Many investors look at net leases as a safe haven, especially during volatile periods when capital tends to flow to conservative investments. “If properly underwritten, you have a steady, safe long-term rental income stream from these properties,” Whitehurst says. “We do think those are still valuable to investors.”

And deal flow is expected to pick up during the latter half of the year as the pricing gridlock between buyers and sellers starts to loosen. “There can only be a disconnect between buyers and sellers for so long,” Blankstein says. “Both of them, to a certain degree, need to be in the market and making transactions.”

Beth Mattson-Teig lives in Minneapolis.

Excess retail space adds to net lease woes

Retail properties are bearing the brunt of the blow from the sharp drop in net lease investment activity. Retail has traditionally dominated the net lease market, representing about half of all net lease offerings.

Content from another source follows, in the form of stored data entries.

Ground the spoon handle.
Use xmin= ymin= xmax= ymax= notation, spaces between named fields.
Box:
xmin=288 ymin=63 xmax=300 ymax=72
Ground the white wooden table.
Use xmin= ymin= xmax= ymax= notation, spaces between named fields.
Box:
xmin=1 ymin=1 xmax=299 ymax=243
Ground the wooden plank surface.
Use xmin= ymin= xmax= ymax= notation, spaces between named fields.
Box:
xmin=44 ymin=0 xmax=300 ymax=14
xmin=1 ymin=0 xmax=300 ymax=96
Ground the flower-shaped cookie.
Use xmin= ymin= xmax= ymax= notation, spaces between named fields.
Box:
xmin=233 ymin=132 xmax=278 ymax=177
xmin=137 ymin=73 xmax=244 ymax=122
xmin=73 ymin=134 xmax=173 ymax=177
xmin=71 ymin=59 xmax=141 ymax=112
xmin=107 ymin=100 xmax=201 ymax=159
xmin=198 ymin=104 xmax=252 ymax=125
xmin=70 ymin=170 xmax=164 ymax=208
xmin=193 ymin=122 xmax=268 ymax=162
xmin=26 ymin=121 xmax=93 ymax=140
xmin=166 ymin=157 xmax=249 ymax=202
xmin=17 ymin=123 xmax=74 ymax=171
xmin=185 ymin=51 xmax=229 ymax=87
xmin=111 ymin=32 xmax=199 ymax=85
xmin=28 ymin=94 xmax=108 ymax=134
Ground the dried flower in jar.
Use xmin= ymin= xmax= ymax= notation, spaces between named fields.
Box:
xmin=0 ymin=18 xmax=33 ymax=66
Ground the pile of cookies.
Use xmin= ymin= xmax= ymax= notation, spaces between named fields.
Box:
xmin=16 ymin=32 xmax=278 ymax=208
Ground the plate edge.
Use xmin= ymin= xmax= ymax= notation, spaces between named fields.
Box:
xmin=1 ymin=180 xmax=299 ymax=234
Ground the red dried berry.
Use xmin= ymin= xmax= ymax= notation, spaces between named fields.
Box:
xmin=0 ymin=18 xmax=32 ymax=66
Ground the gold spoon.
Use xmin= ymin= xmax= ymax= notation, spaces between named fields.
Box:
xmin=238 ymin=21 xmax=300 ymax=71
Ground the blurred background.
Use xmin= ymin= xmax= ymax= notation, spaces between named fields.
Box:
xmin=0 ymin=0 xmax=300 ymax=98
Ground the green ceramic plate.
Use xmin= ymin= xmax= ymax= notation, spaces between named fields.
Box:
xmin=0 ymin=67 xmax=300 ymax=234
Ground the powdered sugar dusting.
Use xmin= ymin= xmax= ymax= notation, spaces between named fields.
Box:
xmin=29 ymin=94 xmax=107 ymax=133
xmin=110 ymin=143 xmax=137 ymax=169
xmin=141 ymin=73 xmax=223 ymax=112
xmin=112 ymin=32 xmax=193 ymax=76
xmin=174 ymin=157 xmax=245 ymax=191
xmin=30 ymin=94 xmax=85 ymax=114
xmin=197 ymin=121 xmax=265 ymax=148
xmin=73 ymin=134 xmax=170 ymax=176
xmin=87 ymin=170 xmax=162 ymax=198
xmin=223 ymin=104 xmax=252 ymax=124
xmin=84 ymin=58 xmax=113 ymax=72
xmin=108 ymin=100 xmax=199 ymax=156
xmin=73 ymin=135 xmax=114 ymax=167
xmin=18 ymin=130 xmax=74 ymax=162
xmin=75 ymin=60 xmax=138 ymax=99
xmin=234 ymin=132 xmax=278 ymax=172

At the end of the first quarter, retail accounted for 10,918 separate offerings valued at $27.3 billion, according to market data from Boulder Net Lease Funds, a sponsor of private equity real estate funds that focuses exclusively on net lease properties. In comparison, there were 6,462 net lease office deals on the market valued at $20.7 billion, and 3,586 industrial deals valued at $12.6 billion.

The sheer size of the retail segment has translated into a glut of available properties on the for-sale block as sales activity has dropped by as much as 50%. “From our perspective, we're seeing twice as much product on the market and it will take a while for that inventory to burn off,” says Michael Houge, a principal at Minneapolis-based Upland Real Estate Group, a commercial real estate firm that specializes in net lease investments.

Part of the problem is that retailers and restaurants often use net lease sales to fuel expansion. So even though the credit crunch slammed the brakes on buying activity, there were still a number of projects in the development pipeline. Those developments that had previously been snapped up quickly are now adding to the excess supply.

Net lease retail properties, which had been a hot commodity in recent years, are facing a reality check in terms of declining demand and rising prices. “I think retail is having the hardest time year-to-date,” says Randy Blankstein, president of Boulder Net Lease Funds in Northbrook, Ill. “There are a lot of negative factors related to the drop in consumer spending and some of the challenges for growth in that market due to the economic and housing downturn.”

The decline in 1031 exchange activity also has hit the retail sector hard because it has sidelined a core investor group. Net lease retail and restaurant properties have traditionally attracted 1031 buyers. Not only are net lease properties appealing to buyers because they are less management intensive, but investors also can acquire a store, such as a Dollar Tree or 7-Eleven, for less than $1.5 million.

In addition, demand for retail has been so hot that the property sector has been priced at a premium some 25 to 50 basis points over office and industrial, Blankstein notes. “There are a lot of people that don't feel that premium is justified anymore, so people are reluctant with the cap rates in retail.”